Forums / Developer / Integration of Topic Maps (light) in ez Publish

Integration of Topic Maps (light) in ez Publish

Author Message

Felix Laate

Monday 14 May 2007 3:42:28 pm

Hi all!

I'm currently exploring the possibility to integrate the Topic Maps way of thinking with ez Publish. I envision it as an extension:

1) the extension should be able to handle an indefinate number of categories (AKA topics)

2) the user should be able to add/edit/delete/reorder the categories

3) the categories and their responding keywords should be stored in a flat file

4) searches should be done against this file the AJAX-way with e.g the Knuth, Morris & Prath algorithm.

5) searches should be done automatically via a datatype in the admin interface, resulting in a list of proposed categories which the user can revise if needed

6) relations between the working object and the category-objects should be handles by ez Publish as normal

Has anyone done anything like this before? Or are the any comments, proposals or whatever?

:-) Felix

Publlic Relations Manager
Greater Stavanger
www.greaterstavanger.com

Xavier Dutoit

Tuesday 15 May 2007 11:37:56 pm

Hi,

What I usually do for topic like thinks is to use enhanced object relation (most of its have been put in the 3.9).

That's basically a layer allowing easy selection of related objects (based on the type or location) or creation of new ones. It's made to add new interface of selection, so you could easily add a ajax interface as the selection.

X+

http://www.sydesy.com

Felix Laate

Wednesday 16 May 2007 12:21:27 am

Hi Xavier!

So you think it would be possible to combine the enhaced object relation with the cocept I described, allowing for a automatic preselect of certain categories through an ajax lookup?

Felix

Publlic Relations Manager
Greater Stavanger
www.greaterstavanger.com

Xavier Dutoit

Wednesday 16 May 2007 5:32:40 am

Hi,

Yes, have a look at the template, on the datatype edit you could add a new type "felix ajax", on the object edit, you can create your own case with your own xajax lookup.

X+

http://www.sydesy.com

Paul Wilson

Wednesday 16 May 2007 5:01:54 pm

Hi Felix,

I did a little tinkering a couple of months ago, but had to stop for some other urgent work. Some thoughts follow in case it helps your efforts or triggers a useful idea. I realise it's slightly different to what you're thinking of.

I was:

- looking to use the object relation approach mentioned by Xavier.

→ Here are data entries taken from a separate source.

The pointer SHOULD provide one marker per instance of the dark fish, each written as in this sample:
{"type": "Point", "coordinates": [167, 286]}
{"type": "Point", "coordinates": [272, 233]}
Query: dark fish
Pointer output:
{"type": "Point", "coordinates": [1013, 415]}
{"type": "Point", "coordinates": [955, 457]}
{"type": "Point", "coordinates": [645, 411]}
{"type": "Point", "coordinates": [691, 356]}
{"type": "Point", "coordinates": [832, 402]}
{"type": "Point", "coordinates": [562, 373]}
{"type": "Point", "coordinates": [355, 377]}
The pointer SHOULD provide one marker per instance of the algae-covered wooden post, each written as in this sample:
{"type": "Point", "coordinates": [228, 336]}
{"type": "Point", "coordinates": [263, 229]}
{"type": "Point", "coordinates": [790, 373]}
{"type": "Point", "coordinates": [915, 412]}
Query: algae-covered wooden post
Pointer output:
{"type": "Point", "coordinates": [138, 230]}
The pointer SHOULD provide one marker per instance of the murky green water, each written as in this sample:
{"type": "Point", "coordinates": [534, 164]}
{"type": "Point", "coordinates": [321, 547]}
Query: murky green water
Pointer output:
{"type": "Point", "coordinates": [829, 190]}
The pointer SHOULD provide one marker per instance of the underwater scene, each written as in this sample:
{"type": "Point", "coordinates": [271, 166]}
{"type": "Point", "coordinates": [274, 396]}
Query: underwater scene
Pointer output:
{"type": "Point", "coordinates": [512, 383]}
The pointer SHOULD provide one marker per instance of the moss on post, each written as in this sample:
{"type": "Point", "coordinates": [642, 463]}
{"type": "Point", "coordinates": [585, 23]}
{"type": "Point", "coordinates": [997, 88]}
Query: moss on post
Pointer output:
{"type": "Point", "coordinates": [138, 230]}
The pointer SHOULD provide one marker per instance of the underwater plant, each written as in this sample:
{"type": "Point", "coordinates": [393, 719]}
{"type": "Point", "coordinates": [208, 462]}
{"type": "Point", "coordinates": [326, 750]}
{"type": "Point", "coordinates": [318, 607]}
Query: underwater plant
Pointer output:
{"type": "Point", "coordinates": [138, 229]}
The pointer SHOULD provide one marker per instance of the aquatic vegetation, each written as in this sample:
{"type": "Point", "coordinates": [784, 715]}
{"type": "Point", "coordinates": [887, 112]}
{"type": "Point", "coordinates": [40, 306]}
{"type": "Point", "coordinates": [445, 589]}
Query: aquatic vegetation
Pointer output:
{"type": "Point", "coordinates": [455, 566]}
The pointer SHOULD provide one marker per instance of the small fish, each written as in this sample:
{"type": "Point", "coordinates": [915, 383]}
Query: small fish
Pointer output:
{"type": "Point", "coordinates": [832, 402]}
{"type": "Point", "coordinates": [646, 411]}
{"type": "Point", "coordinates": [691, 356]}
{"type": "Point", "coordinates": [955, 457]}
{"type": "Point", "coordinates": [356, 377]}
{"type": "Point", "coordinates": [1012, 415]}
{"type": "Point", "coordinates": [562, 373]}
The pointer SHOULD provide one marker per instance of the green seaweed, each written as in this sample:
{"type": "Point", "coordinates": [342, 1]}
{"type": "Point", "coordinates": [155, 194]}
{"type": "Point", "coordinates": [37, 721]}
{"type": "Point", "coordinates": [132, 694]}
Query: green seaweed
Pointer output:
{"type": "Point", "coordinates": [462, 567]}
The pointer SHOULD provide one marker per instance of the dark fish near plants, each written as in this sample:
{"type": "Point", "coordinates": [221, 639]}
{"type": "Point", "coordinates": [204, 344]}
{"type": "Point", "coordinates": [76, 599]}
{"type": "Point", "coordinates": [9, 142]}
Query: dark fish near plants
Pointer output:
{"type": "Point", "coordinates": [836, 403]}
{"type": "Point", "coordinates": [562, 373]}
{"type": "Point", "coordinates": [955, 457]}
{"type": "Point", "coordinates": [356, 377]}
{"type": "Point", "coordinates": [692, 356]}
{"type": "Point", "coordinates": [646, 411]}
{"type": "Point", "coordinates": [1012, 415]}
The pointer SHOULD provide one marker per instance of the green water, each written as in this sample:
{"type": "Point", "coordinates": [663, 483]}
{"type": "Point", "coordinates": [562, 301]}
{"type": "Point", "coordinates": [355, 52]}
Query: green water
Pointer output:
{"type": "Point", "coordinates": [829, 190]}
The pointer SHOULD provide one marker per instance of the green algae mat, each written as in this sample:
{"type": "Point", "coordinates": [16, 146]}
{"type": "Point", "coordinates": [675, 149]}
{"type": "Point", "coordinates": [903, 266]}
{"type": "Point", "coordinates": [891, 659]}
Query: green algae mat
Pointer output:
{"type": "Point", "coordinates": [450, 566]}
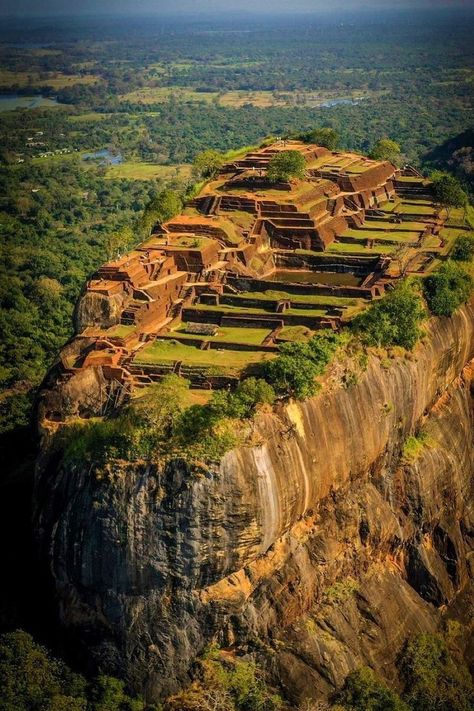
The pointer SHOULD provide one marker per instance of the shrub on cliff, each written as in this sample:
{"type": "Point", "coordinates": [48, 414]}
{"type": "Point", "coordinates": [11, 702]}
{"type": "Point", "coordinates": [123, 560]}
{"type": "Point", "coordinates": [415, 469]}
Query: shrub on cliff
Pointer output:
{"type": "Point", "coordinates": [386, 149]}
{"type": "Point", "coordinates": [208, 431]}
{"type": "Point", "coordinates": [225, 685]}
{"type": "Point", "coordinates": [435, 677]}
{"type": "Point", "coordinates": [286, 165]}
{"type": "Point", "coordinates": [163, 207]}
{"type": "Point", "coordinates": [363, 691]}
{"type": "Point", "coordinates": [394, 320]}
{"type": "Point", "coordinates": [294, 371]}
{"type": "Point", "coordinates": [32, 680]}
{"type": "Point", "coordinates": [447, 288]}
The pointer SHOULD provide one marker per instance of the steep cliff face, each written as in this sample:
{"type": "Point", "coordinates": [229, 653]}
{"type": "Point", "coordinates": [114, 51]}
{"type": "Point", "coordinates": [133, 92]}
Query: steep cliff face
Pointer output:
{"type": "Point", "coordinates": [320, 548]}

- allow hierarchies of topics that would inherit membership (ie select "blue car", a child of "car", therefore topic also exists in "car" - like behaviour in EZ users section). In this way users can give multiple pieces of information with a single click (okay, some more for navigating to see the category too, perhaps).

- generate/manage mulitple hierarchies of topics as a content structure within EZ (perhaps as a different root section (like users, media, content, etc). Multiple hierarchies so that multiple classification schemes were possible (eg location, topic, action required). The other potential benefit of using an EZ content structure seemed to be that it was easily adaptable and had most/all ez fetch and other functions available.

- adapt the content tree structure menu from the admin interface to present this hierarchy/tree except with check-boxes instead of icons (like appears in issues.ez.no report an issue page).

There's an extension that does some of the object relation / categorisation work. I think it was "ez keyword nodes".

None of these efforts were directed towards AJAX - just thinking in terms of useful functions / efficiency of user interaction with an EZ site.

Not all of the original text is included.